Optus & TPG Partner Described As National Security Risk & They Are Still Installing Questionable Gear In Businesses
The former CEO of Google and networking Company Novell Eric Schmitt has described Huawei network equipment being installed openly by Optus and TPG into thousands of businesses and homes as a major security threat.
Schmitt who is well known to Australian businesses is currently chair of the US Department of Défense’s Defence Innovation Advisory Board said that “There’s no question that information from Huawei routers has ultimately ended up in hands that would appear to be the state”. He told the BBC.
He was referring to the Communist Government Of China whose links with businesses operating in Australia such as Huawei and China Telecom who are key partners of Optus and TPG are well known.
He told the BBC that “There’s no question that Huawei has engaged in some practices that are not acceptable in national security,” he added.
He said that Chinese Companies are very good at stealing innovation, designs, and technology.
He admitted that Huawei poses challenges to national security and has engaged in unacceptable acts.
Despite these comments and the banning of Huawei by the Australian Federal Government both TPG and Optus are openly working with Huawei a Chinese telecommunication Company without any warning being given to Companies that their broadband networks and IP telephony systems are being installed using questionable Chinese technology.
Optus is even using the Chinese Government owned China Telecom to deliver support for Huawei installed equipment.
Schmidt who also chairs the Pentagon’s Defence Innovation Board was peaking in the UK where the British Government is reviewing whether to continue letting Huawei help build its 5G mobile networks amid growing pressure to exclude the Chinese firm.
He said it was possible to think of the company as a means of “signals intelligence” – a reference to spy agencies like Australia’s ASIO, the UK’s GCHQ or NSA in the US.
Huawei has consistently denied accusations that it is an arm of the Chinese state or passes on customer data to the authorities.
The US has banned Huawei from using US chip technologies but is allowing American firms to work with the firm on 5G standards
Eric Schmidt spent a decade and a half as chief executive and then executive chairman of Google and its parent company Alphabet.
He acknowledges that over a long career in Silicon Valley, he had underestimated China’s ability to innovate.
“I have carried the prejudices about China in my years working with them,” he said.
“That they’re very good at copying things, that they’re very good at organising things, that they throw large numbers of people at it. But they’re not going to do anything new. They’re very, very good at stealing, if you will, our stuff.
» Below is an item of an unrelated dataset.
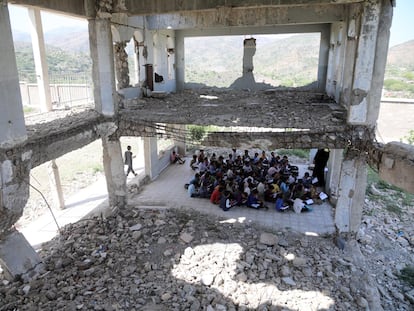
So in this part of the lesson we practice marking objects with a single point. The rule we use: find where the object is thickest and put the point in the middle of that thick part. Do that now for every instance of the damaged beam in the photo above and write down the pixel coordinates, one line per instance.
(134, 7)
(265, 109)
(49, 140)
Those prejudices need to be thrown out.
Last year he chaired a US National Security Commission looking at artificial intelligence.
China’s advances in this field are a major concern.
“I would say they are a few years behind,” he says.
“Not five years, and not 10 years. And there’s evidence of China closing the gap in the next few years.
“So, the question is: what happens then? Well obviously, artificial intelligence has military and national security applications.”
China’s work on quantum computing, he adds, is on a par with that of the West, and could even be ahead.
India to block ZTE & Huawei
In other anti China sentiment, the Indian government is reportedly going to block Huawei and ZTE from involvement with their national carrier networks BSNL and MTNL, in the latest escalation of bad blood between the two countries.
Indian newspaper The Economic Times seems to have broken the news, having chatted to an anonymous source within the department of telecoms. BSNL and MTNL are state run telcos that still account for a decent chunk of the market. It seems to have been decided that any future kit procured by the two shouldn’t be from Huawei or ZTE and some existing deals may even be cancelled. There is no mention of ripping and replacing Chinese kit already in the networks.
This seems to be less about security, which is how the US frames its ban on Chinese stuff, than it is about direct punishment of China for its continuing belligerence over a bit of its border with India. Both countries have been amassing troops at the Galwan Valley border and recently had a massive scrap with improvised melee weapons, like something out of The Walking Dead, which resulted in 20 Indian deaths. China has kept quiet about its own losses, implying they were considerable.
Border aggro seems to translate immediately to nationwide antipathy in India these days, with an app designed to remove Chinese apps from Indian phones recently doing brisk business before it was removed by Google. The report indicates this is a tit-for-tat move in response to Indian companies being restricted in China, but it’s hard to believe the border tension didn’t play a part too. As another country becomes closed to them, Huawei and ZTE must be wishing their government would wind its neck in a bit.